Als man sie bittet, ihre DNA zur Verfügung zu stellen, damit daraus Heilmittel hergestellt werden können, ist sie geneigt, darüber nachzudenken. Wievielen könnte auf diese Weise geholfen werden! Aber sind die Pharmakonzerne wirklich so selbstlos und offerieren die Arzneien jedem Bedürftigen? Die Realität sieht anders aus, wie jeder weiß. Gesundheit kostet selbst in reichen Ländern viel Geld, und in den armen ist sie für die Mehrheit nahezu unerschwinglich.
Aber in ihrem Fall muss Wonder Woman weiter denken. Man könnte die Kenntnisse auch missbrauchen, wie ihr bereits verdeutlicht wurde.
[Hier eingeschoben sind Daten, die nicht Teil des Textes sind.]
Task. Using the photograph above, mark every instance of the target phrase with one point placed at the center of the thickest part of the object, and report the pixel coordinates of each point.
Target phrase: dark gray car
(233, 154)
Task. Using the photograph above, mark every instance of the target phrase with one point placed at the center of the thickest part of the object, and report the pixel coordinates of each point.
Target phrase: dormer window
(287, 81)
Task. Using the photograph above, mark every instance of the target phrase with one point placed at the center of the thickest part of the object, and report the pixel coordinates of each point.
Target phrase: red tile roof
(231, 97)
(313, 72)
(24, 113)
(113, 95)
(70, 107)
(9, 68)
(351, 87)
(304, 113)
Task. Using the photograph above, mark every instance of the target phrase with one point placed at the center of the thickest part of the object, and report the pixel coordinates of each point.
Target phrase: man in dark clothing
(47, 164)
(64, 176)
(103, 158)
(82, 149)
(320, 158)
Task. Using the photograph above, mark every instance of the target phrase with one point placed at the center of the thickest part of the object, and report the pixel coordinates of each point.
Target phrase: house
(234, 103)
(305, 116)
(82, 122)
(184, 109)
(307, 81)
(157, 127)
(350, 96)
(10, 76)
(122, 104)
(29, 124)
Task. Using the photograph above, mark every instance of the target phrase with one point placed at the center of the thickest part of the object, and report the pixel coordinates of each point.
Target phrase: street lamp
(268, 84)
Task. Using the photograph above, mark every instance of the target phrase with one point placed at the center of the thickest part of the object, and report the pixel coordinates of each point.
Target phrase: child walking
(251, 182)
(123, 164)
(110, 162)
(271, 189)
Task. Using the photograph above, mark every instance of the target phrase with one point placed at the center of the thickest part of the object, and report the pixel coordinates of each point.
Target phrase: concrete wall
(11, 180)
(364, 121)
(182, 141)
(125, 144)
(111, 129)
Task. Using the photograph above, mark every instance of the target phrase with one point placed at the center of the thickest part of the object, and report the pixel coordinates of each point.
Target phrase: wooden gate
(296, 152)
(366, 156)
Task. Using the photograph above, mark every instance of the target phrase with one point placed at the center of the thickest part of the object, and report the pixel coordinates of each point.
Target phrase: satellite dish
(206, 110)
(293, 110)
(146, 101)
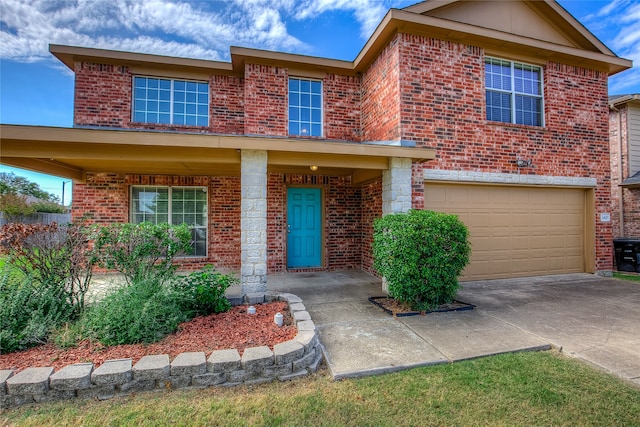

Es wäre ein Leichtes, Armeen von Superhelden zu erschaffen, die zwar über gewisse Kräfte verfügen würden, nicht jedoch über die Moral, sie sinnvoll und selbstlos einzusetzen. Es gäbe ein anderes Wettrüsten, aus dem am Ende nur Verlierer hervorgehen.
Parallel dazu sorgt sich Wonder Woman um ihre Freunde, die ihretwegen in Gefahr geraten, in die Hände von Geiselnehmern fallen und verletzt werden. Wäre es nicht besser, auf Distanz zu gehen, um sie so aus der Schusslinie zu halten? Das sehen die Betroffenen völlig anders, denn zum einen wissen sie sich zu verteidigen, zum anderen wollen sie Wonder Woman nicht im Stich lassen, die für sie trotz ihrer Gaben ein normaler Mensch ist, der hin und wieder Hilfe oder auch nur eine Schulter zum Anlehnen benötigt.
Tatsächlich ist der Nimbus von früher, der jeden Helden zum unfehlbaren Überwesen machte, das immer eine Lösung für die kleinen und großen Probleme fand, schon lang fort und ersetzt worden durch nachvollziehbare Gewissenskonflikte und Taten, die durchaus selbstsüchtig oder ein Fehler sein können. Praktisch bewegen sich die Superhelden von heute mit all ihren Schwächen, Sorgen, Wünschen und Träumen auf Augenhöhe mit den Personen ihres Umfelds, denn in ihrem Innern sind sie nicht anders.
Zeichnerisch umgesetzt wurde die Thematik von verschiedenen Künstlern, deren Stil einerseits realistisch-idealistisch ausfällt, zugleich aber auch einen deutlichen Comic-Touch aufweist. Man sieht schon die Unterschiede, aber sie sind nicht so gravierend, dass man sich daran stören würde.
Sehr schön ist, dass mit diesem Band ein relativ in sich abgeschlossenes Abenteuer vorliegt, für das man keine nennenswerten Vorkenntnisse benötigt. Man begleitet eine sehr menschlich wirkende Wonder Woman, die diesmal lernt, dass ihre Freunde nicht so schwach sind, wie sie glaubt, und dass sie sich auf diese jederzeit verlassen kann, wenn sie selber zweifelt oder in Not ist.